Whitlock bases that claim on a collection of candid, confidential interviews with more than 400 military and political “insiders” conducted by Congress’s Office of the Special Inspector General for Afghanistan Reconstruction.
Not that we really needed “The Afghanistan Papers” to tell us the war was unwinnable. That was clear from the beginning. Any mission beyond quick strikes on al Qaeda’s facilities and operators in Afghanistan was doomed to failure.
The idea of taking over the country and making it into a “western democracy” was transparent foolishness. More than one empire has foundered on the rock that is Afghanistan, and the American military adventure there was never going to be the exception.
Nor do “The Afghanistan Papers” tell us anything else we shouldn’t have already known. They merely confirm a lesson we should have learned nearly 50 ago.
In 1971, the New York Times published the Report of the Office of the Secretary of Defense Vietnam Task Force, better known as “The Pentagon Papers.”
That report, leaked to the press by American hero Daniel Ellsberg, revealed (in the words of the Times’s R.W. Apple) “that the Johnson Administration had systematically lied, not only to the public but also to Congress,” about the progress and prospects of the US war in Vietnam.
War is always ugly. Optional and prolonged wars with nebulous objectives are always built on lies — lies stacked sky-high atop one another for no other purpose than to keep the ugliness going for as long as possible.
The prettiest answer, and it’s not pretty, is that generals and politicians hate to admit defeat. They can always be relied upon to convince themselves — and try to convince us — that “a corner has been turned” and that “there’s light at the end of the tunnel,” at least until they’ve managed to bequeath the losses to, and blame the losses on, their successors.
The uglier answer is that war is profitable all around for politicians who want to be re-elected, officers who want to be promoted, and “defense” contractors who want to sell more guns, more bombs, more planes, more everything.

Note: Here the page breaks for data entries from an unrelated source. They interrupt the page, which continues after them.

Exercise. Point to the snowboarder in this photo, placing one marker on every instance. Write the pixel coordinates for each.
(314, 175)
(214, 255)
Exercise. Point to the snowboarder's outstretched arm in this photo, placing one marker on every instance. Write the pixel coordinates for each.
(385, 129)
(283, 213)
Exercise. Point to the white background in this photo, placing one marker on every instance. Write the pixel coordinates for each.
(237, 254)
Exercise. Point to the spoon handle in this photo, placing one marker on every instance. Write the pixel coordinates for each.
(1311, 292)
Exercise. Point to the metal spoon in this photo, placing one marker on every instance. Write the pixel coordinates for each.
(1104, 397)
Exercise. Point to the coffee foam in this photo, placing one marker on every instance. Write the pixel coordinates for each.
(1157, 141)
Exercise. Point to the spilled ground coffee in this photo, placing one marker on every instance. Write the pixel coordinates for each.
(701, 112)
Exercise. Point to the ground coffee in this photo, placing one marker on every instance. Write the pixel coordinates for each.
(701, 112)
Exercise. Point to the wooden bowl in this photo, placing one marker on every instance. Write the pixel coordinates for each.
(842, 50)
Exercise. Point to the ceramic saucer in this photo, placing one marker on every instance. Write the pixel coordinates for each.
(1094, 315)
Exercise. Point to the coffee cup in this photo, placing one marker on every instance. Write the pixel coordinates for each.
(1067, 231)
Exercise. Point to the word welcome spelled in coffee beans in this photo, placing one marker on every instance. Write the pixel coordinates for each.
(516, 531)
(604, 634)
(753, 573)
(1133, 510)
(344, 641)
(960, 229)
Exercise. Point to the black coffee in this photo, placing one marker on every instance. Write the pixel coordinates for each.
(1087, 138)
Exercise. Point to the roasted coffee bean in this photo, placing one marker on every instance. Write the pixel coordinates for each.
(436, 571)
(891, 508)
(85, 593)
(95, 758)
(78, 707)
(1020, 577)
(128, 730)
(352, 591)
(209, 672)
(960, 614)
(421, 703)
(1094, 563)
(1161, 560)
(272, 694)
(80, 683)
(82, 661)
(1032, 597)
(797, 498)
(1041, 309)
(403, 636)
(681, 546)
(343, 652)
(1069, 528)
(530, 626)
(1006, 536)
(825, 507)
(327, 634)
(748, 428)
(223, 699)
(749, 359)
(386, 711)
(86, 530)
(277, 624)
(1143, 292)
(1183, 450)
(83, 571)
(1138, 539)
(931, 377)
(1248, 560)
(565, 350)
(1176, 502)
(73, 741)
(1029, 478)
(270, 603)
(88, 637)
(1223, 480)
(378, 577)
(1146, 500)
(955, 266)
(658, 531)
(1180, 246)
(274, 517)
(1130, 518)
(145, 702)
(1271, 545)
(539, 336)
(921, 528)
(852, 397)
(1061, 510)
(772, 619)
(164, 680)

It’s not so good for the rest of us, though.
At a conservative estimate, the US government has burned through more than a trillion dollars dragging out the fiasco in Afghanistan. You’re on the hook for that bar tab.
And you’re getting off easy. More than 3,500 “coalition” troops, most of them Americans, and somewhere between 100,000 and half a million Afghans (depending on whose figures you believe) have paid with their lives.
Next time the politicians want to drum up or continue an optional war, they’ll tell us the same lies they told us this time, and last time, and the time before that.
We’ve got to stop believing those lies.